If SKULK_KV_CACHE_BACKEND is unset, or is set to default, Skulk behaves as before.

mlx-optiq (best quality)

SKULK_KV_CACHE_BACKEND=optiq \
SKULK_OPTIQ_BITS=4 \
SKULK_OPTIQ_FP16_LAYERS=4 \
uv run skulk

The optiq backend uses mlx-optiq's rotation-based vector quantization, which eliminates per-key rotation overhead at inference time via rotated-space attention. It keeps the first and last N KV layers in FP16 for adaptive quality.

TurboQuant Adaptive (proven stable)

SKULK_KV_CACHE_BACKEND=turboquant_adaptive \
SKULK_TQ_K_BITS=3 \
SKULK_TQ_V_BITS=4 \
SKULK_TQ_FP16_LAYERS=4 \
uv run skulk

This mode keeps the first and last 4 KV layers in normal FP16-style cache and applies TurboQuant only to the middle KV layers. Proven stable across most models.

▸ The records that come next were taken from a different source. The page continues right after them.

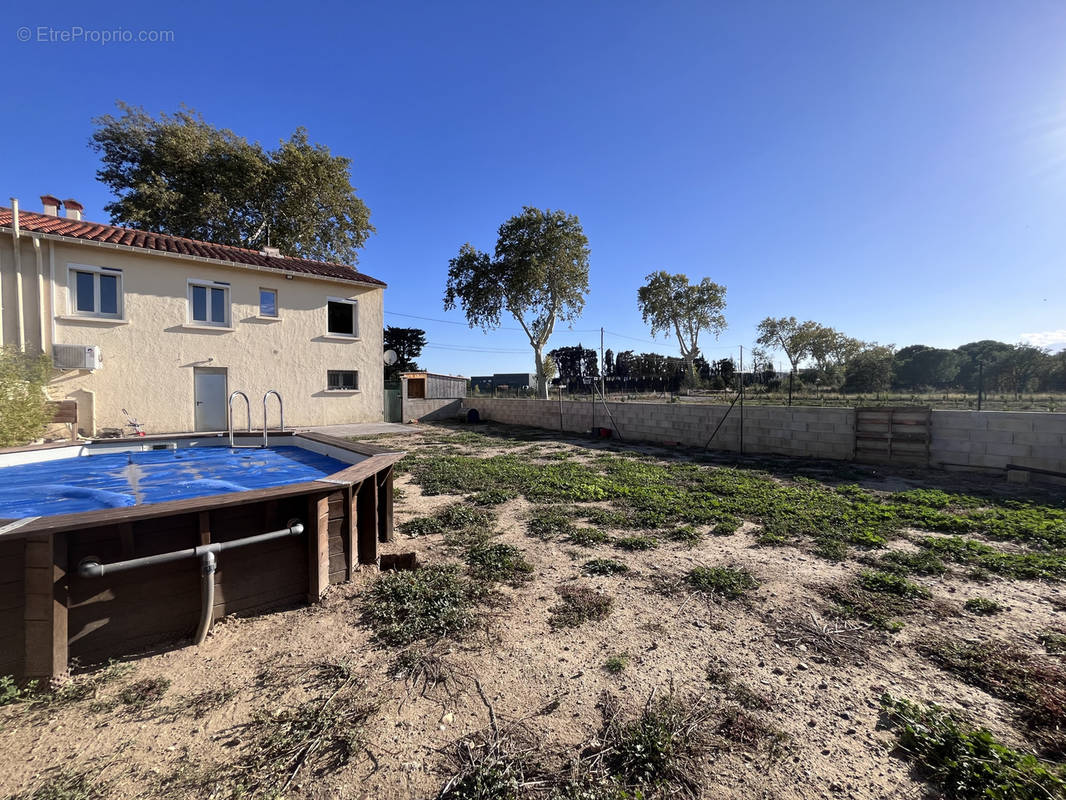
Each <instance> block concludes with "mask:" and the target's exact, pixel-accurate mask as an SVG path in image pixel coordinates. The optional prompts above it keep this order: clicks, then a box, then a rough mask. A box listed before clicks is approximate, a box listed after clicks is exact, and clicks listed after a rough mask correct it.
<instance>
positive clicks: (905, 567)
mask: <svg viewBox="0 0 1066 800" xmlns="http://www.w3.org/2000/svg"><path fill="white" fill-rule="evenodd" d="M877 569H879V570H882V571H884V572H892V573H895V574H898V575H943V574H944V573H946V572H948V567H947V565H946V564H944V563H943V561H941V560H940V559H939V558H938V557H937V556H936V554H934V553H933V551H932V550H927V549H924V550H919V551H918V553H904V551H902V550H893V551H891V553H886V554H885V555H884V556H882V557H881V559H878V560H877Z"/></svg>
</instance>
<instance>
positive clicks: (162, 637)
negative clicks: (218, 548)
mask: <svg viewBox="0 0 1066 800" xmlns="http://www.w3.org/2000/svg"><path fill="white" fill-rule="evenodd" d="M247 435H248V434H242V436H247ZM270 437H271V442H272V443H276V444H279V445H297V446H298V445H300V439H304V441H306V442H308V443H318V444H319V445H325V446H328V447H333V448H338V449H341V450H346V451H349V452H351V453H354V454H358V455H360V457H364V460H362V461H360V462H358V463H356V464H353V465H351V466H349V467H345V468H344V469H342V470H340V471H338V473H334V474H333V475H330V476H327V477H326V478H322V479H320V480H314V481H308V482H305V483H292V484H288V485H282V486H273V487H270V489H259V490H252V491H247V492H233V493H229V494H221V495H211V496H209V497H196V498H190V499H183V500H171V501H167V502H159V503H154V505H146V506H131V507H128V508H118V509H103V510H99V511H85V512H81V513H77V514H62V515H56V516H43V517H36V518H29V519H27V521H11V519H0V675H15V676H16V677H20V678H38V679H39V678H45V679H47V678H51V677H55V676H59V675H62V674H65V673H66V672H67V671H68V669H69V668H70V665H71V661H75V660H76V661H77V662H78V663H79V665H81V666H86V665H91V663H96V662H100V661H104V660H108V659H110V658H122V657H127V656H131V655H134V654H136V653H139V652H143V651H145V650H146V649H151V647H157V649H158V647H172V646H176V645H179V644H180V643H181V642H182V641H183V640H188V639H189V638H190V637H191V636H192V635H193V633H194V631H195V629H196V626H197V622H198V620H199V615H200V608H199V604H200V571H199V563H198V561H197V560H196V559H194V558H191V559H188V560H187V561H181V562H174V563H171V564H163V565H156V566H146V567H143V569H139V570H134V571H130V572H128V573H119V574H115V575H107V576H103V577H98V578H83V577H81V576H79V575H78V572H77V566H78V563H79V562H80V561H81V560H82V559H84V558H86V557H95V558H98V559H100V560H101V561H104V562H112V561H119V560H125V559H130V558H141V557H143V556H151V555H157V554H160V553H169V551H172V550H179V549H182V548H187V547H195V546H197V545H201V544H211V543H214V542H225V541H230V540H235V539H241V538H244V537H249V535H254V534H257V533H262V532H265V531H270V530H276V529H279V528H284V527H286V526H287V525H288V522H289V521H290V519H292V518H298V519H300V521H301V522H303V524H304V529H305V533H303V534H301V535H298V537H291V538H288V539H284V540H278V541H274V542H266V543H262V544H259V545H253V546H248V547H241V548H238V549H233V550H227V551H226V553H225V555H224V556H223V557H221V558H220V561H219V569H217V572H216V573H215V576H214V580H215V595H214V607H213V619H214V620H217V619H220V618H222V617H225V615H226V614H232V613H243V614H249V613H255V612H259V611H264V610H266V609H269V608H277V607H281V606H291V605H294V604H298V603H303V602H307V603H316V602H318V601H319V599H320V598H321V597H322V594H323V592H324V591H325V589H326V587H327V586H329V583H340V582H343V581H345V580H349V579H350V578H351V577H352V575H353V573H354V571H355V570H356V569H357V566H358V564H374V563H376V561H377V543H378V542H379V541H381V542H388V541H391V539H392V480H393V465H394V464H395V462H397V461H399V460H400V459H401V458H402V457H403V453H402V452H393V451H390V450H386V449H383V448H379V447H374V446H371V445H364V444H357V443H352V442H346V441H344V439H339V438H335V437H333V436H327V435H324V434H319V433H308V432H304V433H301V432H297V433H293V432H291V431H277V432H271V434H270ZM192 438H195V439H211V441H212V443H213V441H214V438H215V437H214V435H213V434H201V433H197V434H177V435H169V436H166V435H161V436H147V437H135V438H122V439H99V441H97V442H94V443H85V444H98V445H109V444H110V445H115V444H117V445H125V444H129V445H144V444H152V443H157V444H159V443H164V442H180V441H183V439H192ZM221 442H222V439H220V444H221ZM56 446H65V447H69V444H68V443H63V445H56ZM56 446H49V445H45V446H43V447H37V448H34V447H29V448H12V449H7V450H0V453H6V452H14V451H22V452H25V451H30V450H38V449H50V448H51V447H56ZM185 643H188V641H187V642H185Z"/></svg>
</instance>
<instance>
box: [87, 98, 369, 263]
mask: <svg viewBox="0 0 1066 800" xmlns="http://www.w3.org/2000/svg"><path fill="white" fill-rule="evenodd" d="M118 108H119V110H120V111H123V112H124V114H123V115H122V116H117V117H116V116H112V115H111V114H107V115H104V116H100V117H97V118H95V119H94V121H93V124H94V125H95V126H96V131H95V132H94V133H93V137H92V139H91V140H90V146H91V147H92V148H93V149H94V150H96V151H97V153H99V154H100V160H101V162H102V164H101V166H100V169H99V170H98V171H97V173H96V177H97V178H98V179H99V180H100V181H102V182H103V183H104V185H107V186H108V188H109V189H110V190H111V191H112V193H113V194H114V195H115V198H116V199H115V201H114V202H112V203H109V204H108V205H107V206H104V210H106V211H108V213H110V214H111V221H112V222H113V223H116V224H119V225H126V226H128V227H133V228H139V229H144V230H155V231H160V233H163V234H171V235H172V236H182V237H188V238H192V239H203V240H206V241H211V242H217V243H220V244H232V245H236V246H240V247H260V246H263V245H265V244H271V245H273V246H275V247H278V249H279V250H280V251H281V252H282V253H284V254H286V255H291V256H297V257H301V258H311V259H317V260H322V261H340V262H343V263H357V262H358V251H359V249H360V247H362V245H364V244H365V243H366V241H367V238H368V237H369V236H370V234H372V233H373V231H374V227H373V225H371V224H370V210H369V209H368V208H367V206H366V204H365V203H364V202H362V201H361V199H360V198H359V197H358V196H356V194H355V189H353V188H352V182H351V165H352V162H351V159H348V158H343V157H341V156H334V155H332V154H330V151H329V148H328V147H325V146H324V145H321V144H312V143H311V142H310V141H309V140H308V137H307V131H306V130H305V129H303V128H297V129H296V130H295V131H294V132H293V133H292V135H291V137H290V138H289V139H288V140H287V141H282V142H280V143H279V144H278V147H277V149H274V150H266V149H264V148H263V147H262V146H261V145H260V144H258V143H251V142H248V141H247V140H246V139H244V138H243V137H239V135H238V134H237V133H235V132H233V131H231V130H227V129H219V128H215V127H214V126H212V125H210V124H208V123H207V122H206V121H205V119H204V117H203V116H200V115H199V114H198V113H196V112H195V111H193V110H192V109H188V108H182V109H180V110H179V111H178V112H177V113H175V114H165V113H164V114H160V116H159V118H155V117H152V116H150V115H149V114H147V113H146V112H145V111H144V110H143V109H141V108H136V107H132V106H127V105H126V103H123V102H119V103H118Z"/></svg>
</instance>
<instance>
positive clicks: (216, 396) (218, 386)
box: [193, 367, 229, 431]
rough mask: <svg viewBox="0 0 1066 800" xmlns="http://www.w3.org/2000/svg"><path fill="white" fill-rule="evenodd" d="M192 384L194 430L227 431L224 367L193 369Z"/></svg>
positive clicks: (209, 367)
mask: <svg viewBox="0 0 1066 800" xmlns="http://www.w3.org/2000/svg"><path fill="white" fill-rule="evenodd" d="M193 383H194V391H193V394H194V397H195V401H196V412H195V420H196V430H197V431H225V430H227V429H228V428H229V423H228V421H227V418H226V394H227V393H226V369H225V367H222V368H219V367H193Z"/></svg>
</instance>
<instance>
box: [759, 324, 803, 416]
mask: <svg viewBox="0 0 1066 800" xmlns="http://www.w3.org/2000/svg"><path fill="white" fill-rule="evenodd" d="M817 329H818V325H817V324H815V323H814V322H804V323H803V324H800V322H797V321H796V318H795V317H778V318H777V319H774V318H773V317H766V318H765V319H764V320H762V322H760V323H759V324H758V327H757V330H758V332H759V338H758V339H756V343H758V345H761V346H762V347H766V348H771V349H772V350H780V351H781V352H782V353H785V357H786V358H788V359H789V364H790V365H792V369H791V370H790V371H789V405H792V380H793V378H794V377H795V372H796V369H798V367H800V362H802V361H803V359H804V357H805V356H806V355H808V354H809V353H810V341H811V337H812V336H813V335H814V334H815V332H817Z"/></svg>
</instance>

Available Environment Variables

VariableBackendsDefaultDescription
SKULK_KV_CACHE_BACKENDalldefaultBackend selection
SKULK_KV_CACHE_BITSmlx_quantized(required)Bit width for MLX quantized cache
SKULK_OPTIQ_BITSoptiq4Bit width for mlx-optiq cache
SKULK_OPTIQ_FP16_LAYERSoptiq4Edge layers kept in FP16
SKULK_TQ_K_BITSturboquant, turboquant_adaptive3Key quantization bits
SKULK_TQ_V_BITSturboquant, turboquant_adaptive4Value quantization bits
SKULK_TQ_FP16_LAYERSturboquant_adaptive4Edge layers kept in FP16

Invocation Examples

Default behavior:

SKULK_KV_CACHE_BACKEND=default uv run skulk

mlx-optiq (rotation-based):

SKULK_KV_CACHE_BACKEND=optiq SKULK_OPTIQ_BITS=4 SKULK_OPTIQ_FP16_LAYERS=4 uv run skulk

MLX quantized KV cache:

SKULK_KV_CACHE_BACKEND=mlx_quantized SKULK_KV_CACHE_BITS=4 uv run skulk

TurboQuant adaptive:

SKULK_KV_CACHE_BACKEND=turboquant_adaptive SKULK_TQ_K_BITS=3 SKULK_TQ_V_BITS=4 SKULK_TQ_FP16_LAYERS=4 uv run skulk

Practical Expectations

BackendMemoryQualitySpeedNotes
defaultHighestBaselineFastestNo quantization
optiqLowBest quantizedNear-baselineRotation-based, best long-context
turboquant_adaptiveLowGoodModerateProven stable, Hadamard-based
turboquantLowestVariableModerateMost aggressive compression
mlx_quantizedLowGoodModerateMLX built-in quantization

Supported Cache Layouts

All quantized backends (optiq, turboquant, mlx_quantized) compress only standard KVCache entries and preserve these cache types unchanged:

  • ArraysCache
  • RotatingKVCache

Mixed cache layouts are supported:

  • KVCache + ArraysCache
  • KVCache + RotatingKVCache
  • KVCache + ArraysCache + RotatingKVCache

Current Limitations

  • All quantized KV cache backends force sequential generation (no batch/history mode)
  • The optiq backend requires mlx-optiq to be installed (pip install mlx-optiq)
  • The optiq backend's patch_attention() monkey-patches MLX's SDPA, so avoid switching between optiq and other backends within the same process lifetime without a restart

About mlx-optiq

The optiq backend is powered by mlx-optiq, which provides:

  • Rotation-based vector quantization: Random orthogonal rotations + Lloyd-Max centroids
  • Rotated-space attention: Eliminates per-key rotation overhead (O(d²) fixed cost vs O(seq_len × d²))
  • Superior long-context quality: Claims 100% needle retrieval at 4-bit vs 73% FP16

mlx-optiq also provides mixed-precision weight quantization (per-layer sensitivity analysis via KL divergence), which Skulk plans to integrate as a model store feature in a future release.